Looking back on the immense effort required to locate, prepare, consume and preserve our holiday goose, I can start to recognize why the purchase or slaughter of such a fine animal instilled a sense of respect and awe in our ancestors. This was no quickly-prepared and just-as-quickly-forgotten meal. This was an offering that will continue to appear in our kitchen for months to come. I understand why families in Europe saved up for their Christmas goose and why they humbly gave thanks for the bounty on their tables.
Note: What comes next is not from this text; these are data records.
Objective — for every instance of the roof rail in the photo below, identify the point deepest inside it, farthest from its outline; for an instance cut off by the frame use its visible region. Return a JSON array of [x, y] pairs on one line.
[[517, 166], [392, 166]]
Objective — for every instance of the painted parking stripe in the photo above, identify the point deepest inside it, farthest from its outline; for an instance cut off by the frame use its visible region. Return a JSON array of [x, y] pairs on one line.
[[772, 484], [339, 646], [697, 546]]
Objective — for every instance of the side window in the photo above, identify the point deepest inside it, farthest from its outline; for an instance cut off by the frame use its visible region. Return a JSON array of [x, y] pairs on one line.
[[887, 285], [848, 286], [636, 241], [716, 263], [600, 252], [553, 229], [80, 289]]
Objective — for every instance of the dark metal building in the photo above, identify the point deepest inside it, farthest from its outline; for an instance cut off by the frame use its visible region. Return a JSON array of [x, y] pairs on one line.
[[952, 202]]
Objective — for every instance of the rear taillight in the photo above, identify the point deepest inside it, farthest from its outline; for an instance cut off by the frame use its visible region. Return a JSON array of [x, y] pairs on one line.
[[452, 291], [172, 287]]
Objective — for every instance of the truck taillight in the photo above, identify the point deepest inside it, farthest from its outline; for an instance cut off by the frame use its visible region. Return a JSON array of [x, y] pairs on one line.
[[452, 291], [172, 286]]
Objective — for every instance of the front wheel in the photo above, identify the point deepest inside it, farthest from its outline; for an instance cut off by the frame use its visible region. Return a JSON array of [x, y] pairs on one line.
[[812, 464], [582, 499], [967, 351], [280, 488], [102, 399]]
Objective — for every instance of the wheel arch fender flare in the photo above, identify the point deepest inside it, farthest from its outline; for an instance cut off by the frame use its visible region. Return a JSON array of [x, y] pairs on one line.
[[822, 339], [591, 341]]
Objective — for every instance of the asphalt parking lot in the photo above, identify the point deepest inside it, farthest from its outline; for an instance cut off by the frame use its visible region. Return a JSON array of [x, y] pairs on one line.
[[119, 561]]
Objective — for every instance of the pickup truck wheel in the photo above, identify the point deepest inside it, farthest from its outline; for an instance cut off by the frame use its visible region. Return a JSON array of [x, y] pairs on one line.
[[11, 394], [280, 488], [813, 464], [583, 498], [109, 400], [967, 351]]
We all agreed it was a noble bird that had found its way to our celebration. One needn't be accused of being maudlin for suggesting that we had a duty to honor it as best we could.
3 days ago
1 comment:
I thoroughly enjoy your food posts, Jason, and I have to say that I completely agree with you about making your own gravy from the drippings from the bird. Once I reached the age of 10, I was in charge of making the gravy for our Thanksgiving and Christmas turkeys. I have gotten more sophisticated in my seasoning since those early attempts, but it is never, ever outright bad. Unlike the abomination that comes from a can.... I look forward to reading about your beet soup with goose stock!